The Great Escape with Dan Snow, at the Hammersmith Eventim Apollo, will feature a screening of the film in 4K ultra-high-definition, along with presentations by Snow and historian Paul Beaver about the actual POW breakout event. Scientist Dr Hugh Hunt will be recreating some of the ingenious improvised equipment used in the escape, and there will be interviews with veterans who were actually there at the time. Finally, a 1940s singing troupe – The D Day Darlings – will be singing wartime hits and, no doubt, leading the audience in a rendition of the iconic theme tune…

McQueen’s bike will be taking centre stage with owner and restorer Dick Shepherd. It’s one of three Triumphs built for the film to impersonate WW2 German machinery. Two bikes were built by American stuntman, (and McQueen’s riding buddy), Bud Ekins in the States, while the actual jump bike was built in the UK by scrambling star Ken Heanes.

They were ridden by McQueen, Ekins and Aussie ISDT competitor Tim Gibbs, during filming in Austria in 1962. After filming, this bike returned to Heanes' shop where it was used as a workshop hack until sold to a Norfolk farmer who used it for rounding up his cattle. On his death the bike passed to his cowman who used it for a while, before unceremoniously dumping it a barn, until it was discovered and rescued by Dick Shepherd 15 years ago.

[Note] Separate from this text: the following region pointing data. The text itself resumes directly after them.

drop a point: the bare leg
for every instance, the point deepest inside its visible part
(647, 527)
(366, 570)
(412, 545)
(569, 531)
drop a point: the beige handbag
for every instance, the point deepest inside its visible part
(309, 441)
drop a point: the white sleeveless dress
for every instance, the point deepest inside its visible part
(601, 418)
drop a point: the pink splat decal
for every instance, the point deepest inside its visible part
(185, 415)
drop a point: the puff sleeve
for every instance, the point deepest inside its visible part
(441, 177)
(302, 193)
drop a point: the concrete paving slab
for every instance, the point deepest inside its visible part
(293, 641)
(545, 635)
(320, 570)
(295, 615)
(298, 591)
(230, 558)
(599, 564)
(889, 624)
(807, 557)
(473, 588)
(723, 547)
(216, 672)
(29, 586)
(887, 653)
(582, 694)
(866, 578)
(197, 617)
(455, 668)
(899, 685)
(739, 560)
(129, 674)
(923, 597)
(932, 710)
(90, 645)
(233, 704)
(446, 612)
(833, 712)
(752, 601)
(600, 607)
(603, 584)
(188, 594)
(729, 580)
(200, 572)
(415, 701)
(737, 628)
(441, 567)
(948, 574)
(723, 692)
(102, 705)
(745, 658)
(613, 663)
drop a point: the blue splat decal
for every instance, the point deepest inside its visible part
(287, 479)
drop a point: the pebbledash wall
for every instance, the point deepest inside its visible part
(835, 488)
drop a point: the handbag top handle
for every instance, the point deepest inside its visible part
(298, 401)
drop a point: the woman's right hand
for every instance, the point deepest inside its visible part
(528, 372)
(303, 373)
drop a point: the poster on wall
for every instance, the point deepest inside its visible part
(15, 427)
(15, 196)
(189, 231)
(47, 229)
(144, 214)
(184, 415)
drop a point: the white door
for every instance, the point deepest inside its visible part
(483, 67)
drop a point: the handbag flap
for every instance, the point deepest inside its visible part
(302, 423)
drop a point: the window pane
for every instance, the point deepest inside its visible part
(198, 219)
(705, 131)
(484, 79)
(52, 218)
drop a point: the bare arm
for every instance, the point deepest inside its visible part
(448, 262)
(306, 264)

The bike was in ‘well-used condition’ (to put it mildly), but the restoration made use of nearly all of it; the only major part replaced was the front wheel. Although McQueen wasn't allowed to make the jump in the film due to the risk of damaging himself, he secretly had a go the day before, during an early morning practice session with Ekins. The cheeky monkey.

The event is raising funds for the RAF Benevolent Fund, and tickets are on sale now.